As phrased, the question seems to exclude my answer, because the search is not performed within Calibre, but it appears to be the best solution for my use case, so might be helpful to add here.
- Use Calibre to convert all books to plain text.
- Optionally, merge all of the plain text books into a single "book," depending on your preferred search tool (I think you can convert and merge in one job instead of two, but only if the books are all in the same format).
- Search the new text file(s) with grep, Search > Find in Files (Ctrl+Shift+F) in Notepad++, or whichever search tool you prefer. Obviously a lot of options, including grep, are happy to search the contents of multiple files at once, so merging the books isn't strictly necessary - but a single file is arguably tidier, so may be better for many people's purposes.
Based primarily on this question about grep on ebooks, it seems that a more elegant solution using only Calibre or only a few CLI commands piped together should be possible, but depending on what you want to do next, my solution is only marginally worse or just as good in practice (just aesthetically unpleasant).

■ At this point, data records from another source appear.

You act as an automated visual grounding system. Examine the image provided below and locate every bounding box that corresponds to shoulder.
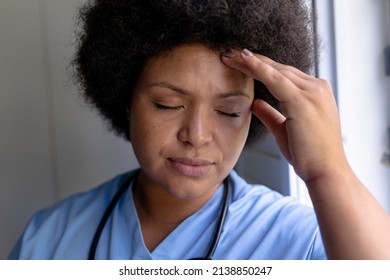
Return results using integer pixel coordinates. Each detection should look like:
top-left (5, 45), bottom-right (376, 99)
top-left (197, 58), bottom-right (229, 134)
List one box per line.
top-left (10, 171), bottom-right (138, 259)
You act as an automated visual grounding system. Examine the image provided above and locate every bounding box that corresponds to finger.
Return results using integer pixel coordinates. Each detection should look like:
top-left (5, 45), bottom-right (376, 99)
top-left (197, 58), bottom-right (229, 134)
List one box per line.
top-left (253, 54), bottom-right (312, 80)
top-left (252, 99), bottom-right (291, 162)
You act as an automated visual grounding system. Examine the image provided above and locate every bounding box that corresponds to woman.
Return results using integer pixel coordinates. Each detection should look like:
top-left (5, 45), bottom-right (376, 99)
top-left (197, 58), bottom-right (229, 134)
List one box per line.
top-left (11, 0), bottom-right (390, 259)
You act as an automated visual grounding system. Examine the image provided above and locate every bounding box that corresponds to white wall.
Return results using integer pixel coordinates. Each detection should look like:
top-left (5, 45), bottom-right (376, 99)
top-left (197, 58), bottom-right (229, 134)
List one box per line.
top-left (334, 0), bottom-right (390, 213)
top-left (0, 0), bottom-right (137, 259)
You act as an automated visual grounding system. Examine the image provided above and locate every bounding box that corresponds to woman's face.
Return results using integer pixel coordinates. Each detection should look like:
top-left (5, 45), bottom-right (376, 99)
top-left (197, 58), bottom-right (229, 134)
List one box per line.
top-left (129, 45), bottom-right (254, 199)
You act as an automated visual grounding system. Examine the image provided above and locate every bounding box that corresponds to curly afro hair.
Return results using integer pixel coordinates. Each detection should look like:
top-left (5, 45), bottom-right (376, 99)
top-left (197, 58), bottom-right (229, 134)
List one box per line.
top-left (73, 0), bottom-right (315, 144)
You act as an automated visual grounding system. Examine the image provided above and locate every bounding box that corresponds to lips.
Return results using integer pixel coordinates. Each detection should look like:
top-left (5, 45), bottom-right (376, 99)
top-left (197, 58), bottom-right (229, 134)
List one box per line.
top-left (168, 158), bottom-right (213, 177)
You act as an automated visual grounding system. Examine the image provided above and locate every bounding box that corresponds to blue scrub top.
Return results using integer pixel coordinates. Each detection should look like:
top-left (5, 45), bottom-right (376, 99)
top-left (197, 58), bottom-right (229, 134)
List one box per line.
top-left (9, 171), bottom-right (326, 260)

For example, if you want to go directly from the search results to a match in the original ebook, my solution might be pretty tedious to use. But "whatever tool you prefer" could mean an elaborate script you wrote which uses grep or similar to find matches in the text file(s), then allows you to select a match, then makes use of Calibre CLI to open the book in Calibre and use Calibre's normal single book search function to search for the text it found with grep.
My more complex option unfortunately includes virtually no explanation of how to accomplish all of that, but just converting books to text and doing a simple search might be a perfectly efficient solution for OP and a lot of other people.